Tensorflow provides an inbuilt method to help you so that you can learn more about it by visiting one hot encoding docs, and here is how you put that into code;
data_x = [
'good', 'well done', 'nice', 'Excellent',
'Bad', 'OOps I hate it deadly', 'embrassing',
'A piece of shit']
label_x = np.array([1,1,1,1, 0,0,0,0])
one_hot_x = [tf.keras.preprocessing.text.one_hot(d, 50) for d in data_x]
print(one_hot_x)
Here an output;
[[21], [9, 34], [24], [20], [28], [41, 26, 9, 17, 26], [36], [9, 41]]
With just one line of code of list comprehension, we were able to have a numerical representation of our text datasets.
Data Engineering - Padding
If you look carefully you will notice it resulted in arrays of different sizes this is due to varying lengths of individual training data.
That's not good, we need to ensure our training data items have an equal length to be able to train it that's why need to do padding to normalize it to a certain standard length.
what padding will do is extend arrays with length lower than standard length to equal it by appending 0s and removes extra element to those with exceeding length;
Now with the nature of our dataset, lets setting our standard length(max_len) to be four(4) for our training data, Here is how you put that into code,
maxlen is a parameter for the standard length, and let set it accordingly;
data_x = [
'good', 'well done', 'nice', 'Excellent',
'Bad', 'OOps I hate it deadly', 'embrassing',
'A piece of shit']
label_x = np.array([1,1,1,1, 0,0,0,0])
# one hot encoding
one_hot_x = [tf.keras.preprocessing.text.one_hot(d, 50) for d in data_x]
# padding
padded_x = tf.keras.preprocessing.sequence.pad_sequences(one_hot_x, maxlen=4, padding = 'post')
print(padded_x)
Your output is going to look like this;
array([[21, 0, 0, 0], [ 9, 34, 0, 0], [24, 0, 0, 0], [20, 0, 0, 0],[28, 0, 0, 0], [26, 9, 17, 26], [36, 0, 0, 0],[ 9, 41, 0, 0]], dtype=int32)
As we can see now our training data is engineered now it is ready for training;
Building a Model
I'm assuming have TensorFlow basics and you are familiar with sequential models, everything is going to be as normal with an Exception of an Embedding Layer;
Why Embedding Layer?
The data we have engineered is just arrays of numbers and doesn't and it can be had to relate how one is similar to the other one by comparing numbers that's why we need to have an Embedding layer which helps to turn those number into something more meaningful by turning them into dense vectors of fixed size which we can compute its relations;
The embedding layer receives main three parameters
- input_dim (summation of unique words in your corpus)

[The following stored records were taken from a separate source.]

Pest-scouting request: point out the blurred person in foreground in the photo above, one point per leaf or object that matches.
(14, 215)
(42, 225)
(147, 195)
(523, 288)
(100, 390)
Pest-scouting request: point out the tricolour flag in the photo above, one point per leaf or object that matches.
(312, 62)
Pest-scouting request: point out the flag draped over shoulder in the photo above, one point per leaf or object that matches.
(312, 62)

- output_dim (size of corresponding dense vectors)
- input_length (standard length of input data)
Here an Example;
sample_data = np.array([[1], [4]], dtype='int32')
emb_layer = tf.keras.layers.Embedding(50, 4, input_length=4)

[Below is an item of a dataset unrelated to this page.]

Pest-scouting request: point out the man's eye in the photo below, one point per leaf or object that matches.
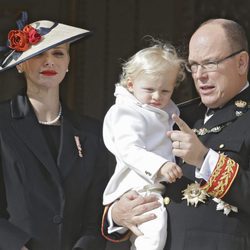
(193, 66)
(58, 53)
(210, 65)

print(emb_layer(sample_data))
Here how your output will look like;
f.Tensor(
[[[-0.04779602 -0.01631527 0.01087242 0.00247218]]
[[-0.03402965 0.02020274 0.02596027 -0.00916996]]], shape=(2, 1, 4), dtype=float32)
Now instead of having a bunch of meaningless 0s, we can have a vector representation like this for our data and that's what the embedding layer does now let's put it into our project;
model = tf.keras.models.Sequential([
tf.keras.layers.Embedding(50, 8, input_length=4),
tf.keras.layers.Flatten(),
tf.keras.layers.Dense(1, activation='sigmoid')
])
Above is the complete architecture of our text classification Model with the addition of Flatten() which just reduce higher-dimensional tensor vectors into 2D, and the last Dense layer which is the deciding node for our classification model which will have a final say whether a review is positive or negative
Now that we have initialized our model, we finalize configuring by specifying an optimizer algorithm to be used and category of loss to be calculated during and optimizations;
model.compile(optimizer='adam', loss='binary_crossentropy',
metrics=['accuracy'])
model.summary()
Output
Model: "sequential"
_________________________________________________________________
Layer (type) Output Shape Param #
=================================================================
embedding (Embedding) (None, 4, 8) 400
_________________________________________________________________
flatten (Flatten) (None, 32) 0
_________________________________________________________________
dense (Dense) (None, 1) 33
=================================================================
Total params: 433
Trainable params: 433
Non-trainable params: 0
_________________________________________________________________
Training model
Now after once we finish configuring our model we can begin training our model, Since our data is only short we don't usually need many epochs to train it but let's fit with 1000 epochs and visualizing the learning curve
import numpy as np
import tensorflow as tf
import matplotlib.pyplot as plt
data_x = [
'good', 'well done', 'nice', 'Excellent',
'Bad', 'OOps I hate it deadly', 'embrassing',
'A piece of shit']
label_x = np.array([1,1,1,1, 0,0,0,0])
# one hot encoding
one_hot_x = [tf.keras.preprocessing.text.one_hot(d, 50) for d in data_x]
# padding
padded_x = tf.keras.preprocessing.sequence.pad_sequences(one_hot_x, maxlen=4, padding = 'post')
# Architecting our Model
model = tf.keras.models.Sequential([
tf.keras.layers.Embedding(50, 8, input_length=4),
tf.keras.layers.Flatten(),
tf.keras.layers.Dense(1, activation='sigmoid')
])
# specifying training params
model.compile(optimizer='adam', loss='binary_crossentropy',
metrics=['accuracy'])
history = model.fit(padded_x, label_x, epochs=1000,
batch_size=2, verbose=0)
# plotting training graph
plt.plot(history.history['loss'])
The output of the training graph is going to look as shown below;
This looks pretty good revealing that our training was able to minimize the loss effectively, and our model is ready for testing.
Evaluating of model
Let's create a Simple function to predict new words using the model have just created, it won't be that smart since our data was really short.
def predict(word):
one_hot_word = [tf.keras.preprocessing.text.one_hot(word, 50)]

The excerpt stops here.